Sussex scientist makes MRSA treatment breakthrough with synthetic antibiotic
A groundbreaking new treatment to combat the hospital killer bug MRSA, which is estimated to cause up to 5,000 deaths a year in Britain, is being developed by a University of Sussex scientist.
Philip Parsons, a professor of organic chemistry, has devised a simple "one-pot" method to make a synthetic version of a natural antibiotic, lactonamycin, which could be used to treat infected patients. He has now received a £280,000 grant from the Engineering and Physical Sciences Research Council towards developing a series of lactonamycin-like substances.

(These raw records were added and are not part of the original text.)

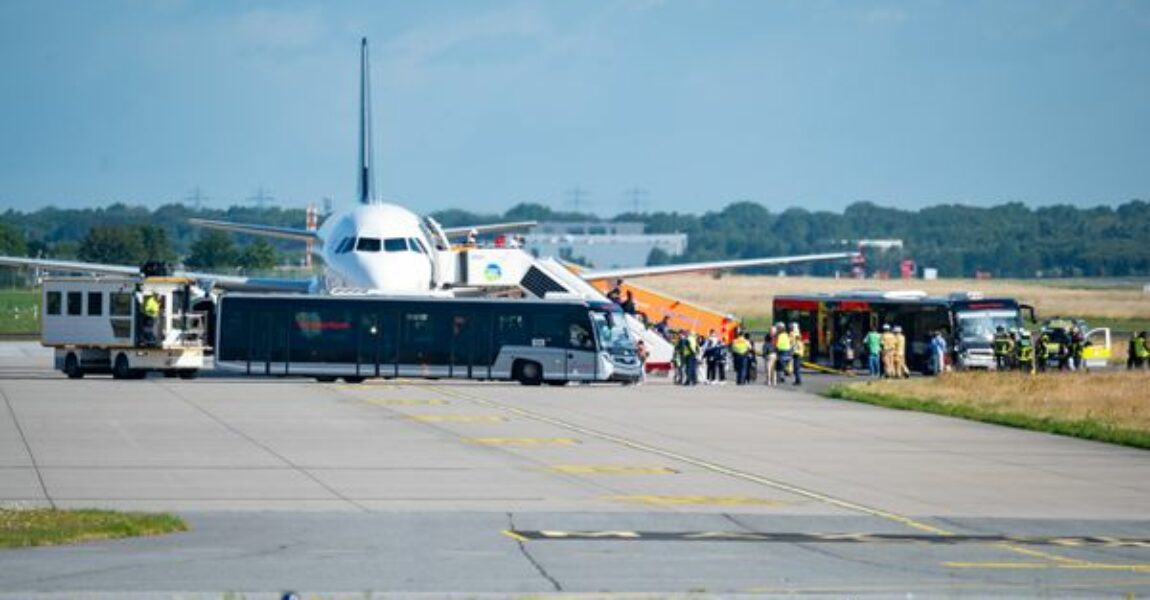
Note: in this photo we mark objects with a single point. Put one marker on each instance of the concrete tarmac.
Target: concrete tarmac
(432, 489)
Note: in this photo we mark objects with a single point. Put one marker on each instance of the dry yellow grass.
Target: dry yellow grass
(750, 295)
(1116, 399)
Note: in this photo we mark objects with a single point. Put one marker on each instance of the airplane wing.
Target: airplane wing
(717, 266)
(301, 235)
(69, 266)
(223, 282)
(495, 228)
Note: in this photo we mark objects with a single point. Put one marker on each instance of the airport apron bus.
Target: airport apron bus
(968, 323)
(354, 338)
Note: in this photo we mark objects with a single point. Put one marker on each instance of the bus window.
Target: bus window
(120, 304)
(53, 302)
(511, 330)
(96, 304)
(551, 328)
(323, 335)
(75, 302)
(424, 339)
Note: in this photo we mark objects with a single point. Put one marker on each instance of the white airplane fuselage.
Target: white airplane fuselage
(377, 247)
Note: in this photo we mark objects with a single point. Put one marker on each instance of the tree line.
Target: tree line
(1005, 240)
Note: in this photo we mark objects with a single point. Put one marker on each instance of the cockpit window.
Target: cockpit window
(367, 245)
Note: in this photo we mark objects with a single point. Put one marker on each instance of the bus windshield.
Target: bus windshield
(980, 325)
(611, 329)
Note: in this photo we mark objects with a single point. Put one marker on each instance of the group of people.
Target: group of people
(706, 358)
(887, 352)
(1019, 350)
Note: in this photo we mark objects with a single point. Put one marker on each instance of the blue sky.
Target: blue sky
(484, 105)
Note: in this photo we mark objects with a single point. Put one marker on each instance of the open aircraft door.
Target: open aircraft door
(1096, 352)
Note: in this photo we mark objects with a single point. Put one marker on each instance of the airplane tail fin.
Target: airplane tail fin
(365, 175)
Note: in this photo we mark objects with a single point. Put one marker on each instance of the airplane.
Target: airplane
(382, 247)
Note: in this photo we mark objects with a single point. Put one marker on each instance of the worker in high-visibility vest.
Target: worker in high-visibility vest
(888, 351)
(1139, 352)
(798, 350)
(738, 350)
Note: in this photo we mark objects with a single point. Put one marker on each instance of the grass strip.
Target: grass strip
(45, 527)
(1081, 428)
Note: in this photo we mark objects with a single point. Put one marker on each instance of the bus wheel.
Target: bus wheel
(121, 369)
(529, 372)
(71, 367)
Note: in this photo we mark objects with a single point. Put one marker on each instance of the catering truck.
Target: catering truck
(125, 325)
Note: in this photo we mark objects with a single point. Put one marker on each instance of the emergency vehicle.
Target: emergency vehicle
(125, 325)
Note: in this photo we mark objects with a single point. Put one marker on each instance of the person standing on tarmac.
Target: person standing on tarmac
(873, 345)
(1139, 352)
(1042, 351)
(888, 352)
(783, 348)
(738, 351)
(1025, 352)
(769, 358)
(899, 358)
(798, 350)
(1003, 348)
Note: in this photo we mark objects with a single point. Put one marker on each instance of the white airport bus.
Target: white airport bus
(353, 338)
(98, 324)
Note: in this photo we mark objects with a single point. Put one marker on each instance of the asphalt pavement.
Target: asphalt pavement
(481, 490)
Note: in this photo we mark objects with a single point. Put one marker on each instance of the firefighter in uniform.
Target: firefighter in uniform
(888, 351)
(1003, 348)
(1025, 352)
(1140, 352)
(1042, 352)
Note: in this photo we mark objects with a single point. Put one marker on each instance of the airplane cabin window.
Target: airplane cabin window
(368, 245)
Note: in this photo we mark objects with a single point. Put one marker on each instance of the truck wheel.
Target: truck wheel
(121, 369)
(529, 372)
(71, 367)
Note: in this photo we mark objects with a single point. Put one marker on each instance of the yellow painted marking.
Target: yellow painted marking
(513, 536)
(677, 500)
(735, 472)
(523, 441)
(610, 469)
(1081, 566)
(400, 401)
(458, 418)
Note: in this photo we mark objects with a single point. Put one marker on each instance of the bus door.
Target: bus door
(376, 340)
(268, 346)
(462, 345)
(582, 358)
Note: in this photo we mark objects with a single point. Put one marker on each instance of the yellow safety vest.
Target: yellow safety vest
(151, 306)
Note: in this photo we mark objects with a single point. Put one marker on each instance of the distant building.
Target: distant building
(602, 245)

Professor Parsons explains: "The most important thing hospitals can do to fight MRSA is to improve ward cleanliness. But we still need new antibiotics to combat the bug when it arises. "We know that lactonamycin, a naturally occurring antibiotic, can kill MRSA. But it is has not been available as a drug therapy, partly due to its novelty and complexity. We are looking at a simple way to synthesise the antibiotic and its compounds, which could also be highly effective in the fight against infection."
The search for new antibiotics active against "super bugs" such as MRSA is of paramount importance because of the increasing problems faced by hospitals in treating drug-resistant bacterial infections. The latest Government figures estimate that up to 100,000 people catch an infection in UK hospitals every year, with the elderly and the very young most at risk of complications and death.
Research has shown that lactonamycin, an extract of the bacteria Streptomyces rishiriensis, is active against MRSA (methicillin-resistant Staphylococcus aureus).
Naturally occurring chemicals, such as lactonamycin, often have complex molecular structures and are difficult to synthesise because the process usually involves many chemical steps. Professor Parsons has discovered a "one-pot" method - known as cascade reaction - during which several reactions take place at once.
"This is a very exciting discovery," adds Professor Parsons. "It will be important not just for producing lactonamycin, but for making other compounds, natural products and drug substances more efficiently."